Summary: 1st WHO essential diagnostic list focusing on mainly communicable diseases with a recommendation to include more NCDs in a future edition. PHC and facility level essential package.   Vicki Pinkney-Atkinson

Improving NCDs diagnosis & treatment outcomes

Today, many people are unable to get tested for diseases because they cannot access diagnostic services. Many are incorrectly diagnosed. As a result, they do not receive the treatment they need and, in some cases, may actually receive the wrong treatment.

For example, an estimated 46% of adults with Type 2 diabetes worldwide are undiagnosed, risking serious health complications and higher health costs. Late diagnosis of infectious diseases such as HIV and TB increases the risk of spread and makes them more difficult to treat.

Essential Diagnostics  List (EDL)

To address this gap, WHO today published its first Essential Diagnostics List (EDL), a catalogue of the tests needed to diagnose the most common conditions as well as a number of global priority diseases.

“An accurate diagnosis is the first step to getting effective treatment ….No one should suffer or die because of a lack of diagnostic services, or because the right tests were not available.”
Dr Tedros Adhanom Ghebreyesus, WHO Director-General.

The list concentrates on in vitro tests – i.e. tests of human specimens like blood and urine. It contains 113 products: 58 tests are listed for detection and diagnosis of a wide range of common conditions, providing an essential package that can form the basis for screening and management of patients. The remaining 55 tests are designed for the detection, diagnosis and monitoring of “priority” diseases such as HIV, TB, malaria, hepatitis B and C, human papillomavirus and syphilis.

Some of the tests are particularly suitable for PHC facilities, where laboratory services are often poorly resourced and sometimes non-existent; for example, tests that can rapidly diagnose a child for acute malaria or glucometers to test diabetes. These tests do not require electricity or trained personnel. Other tests are more sophisticated and therefore intended for larger medical facilities.

“Our aim is to provide a tool that can be useful to all countries, to test and treat better, but also to use health funds more efficiently by concentrating on the truly essential tests,” says Mariângela Simão, WHO Assistant Director-General for Access to Medicines, Vaccines and Pharmaceuticals. “Our other goal is to signal to countries and developers that the tests in the list must be of good quality, safe and affordable.”

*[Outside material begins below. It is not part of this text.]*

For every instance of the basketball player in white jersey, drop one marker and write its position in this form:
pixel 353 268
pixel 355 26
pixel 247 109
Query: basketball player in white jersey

For each category of test, the EDL specifies the type of test and intended use, format, and if appropriate for primary health care or for health facilities with laboratories. The list also provides links to WHO Guidelines or publications and, when available, to prequalified products.

Similar to the WHO Essential Medicines List, which has been in use for four decades, the EDL is intended to serve as a reference for countries to update or develop their own list of essential diagnostics. In order to truly benefit patients, national governments will need to ensure appropriate and quality-assured supplies, training of healthcare workers and safe use. To that end, WHO will provide support to countries as they adapt the list to the local context.

The EDL was developed following an extensive consultation within WHO and externally. The draft list was then considered for review by WHO’s Strategic Advisory Group of Experts on In-Vitro Diagnostics – a group of 19 experts with global representation. For more information see WHO website.

WHO will update the Essential Diagnostics List on a regular basis. In the coming months, WHO will issue a call for applications to add categories to the next edition. The list will expand significantly over the next few years, as it incorporates other important areas including antimicrobial resistance, emerging pathogens, neglected tropical diseases and additional NCDs.